Una cuestión de gran interés pedagógico y que tiene que ser estudiada desde el punto de vista psicológico es la mentira. Los pedagogos tratan frecuentemente el tema de la mentira, y la consideran como una de las características de la primera infancia en sus últimos años. Este enfoque suyo del problema no tiene, sin embargo, fundamento alguno. Generalmente suelen designar con el nombre de mentira lo que no lo es en realidad. Si el fenómeno de una verdadera mentira se encuentra ya en los niños, se tiene que sospechar de aquellos que le rodean. En este caso no sería más que un fenómeno de imitación, en cuya génesis habría intervenido la sugestión.

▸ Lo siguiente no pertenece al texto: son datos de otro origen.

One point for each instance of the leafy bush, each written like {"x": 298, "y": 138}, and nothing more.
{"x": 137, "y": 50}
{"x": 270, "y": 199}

Para comprobar si el niño tiene la costumbre de decir mentiras o de si es capaz de mentir, hemos de tener en cuenta que la mentira es una afirmación que tiene por fin engañar a otro sobre hechos sucedidos o estados anímicos para provecho propio. La verdadera mentira supone una noción elemental, al menos, de que un hecho verdadero o un estado de alma puede ser callado o falsificado. Además, es indispensable que el sujeto conozca la finalidad de los propios actos y de las propias afirmaciones. La conciencia que un sujeto tiene de la no conformidad entre lo que él ha afirmado y lo que ha pensado o ha sucedido, nos permite distinguir la mentira de la ilusión mnemónica (cultivar la memoria por medio de asociación de ideas). La finalidad que el sujeto persigue con la mentira, es decir, la utilidad que tiene para el sujeto, la distingue de las producciones de la fantasía.

Por consiguiente, existen características que distinguen la mentira, las cuales demuestran que, para decir una mentira, es necesario un grado de desarrollo mental que está muy por encima del que el niño posee. Lo que se suele llamar mentira del niño es solamente una apariencia de mentira o, a lo más, es la primera manifestación de una actitud engañadora del comportamiento, debido a la influencia del ambiente.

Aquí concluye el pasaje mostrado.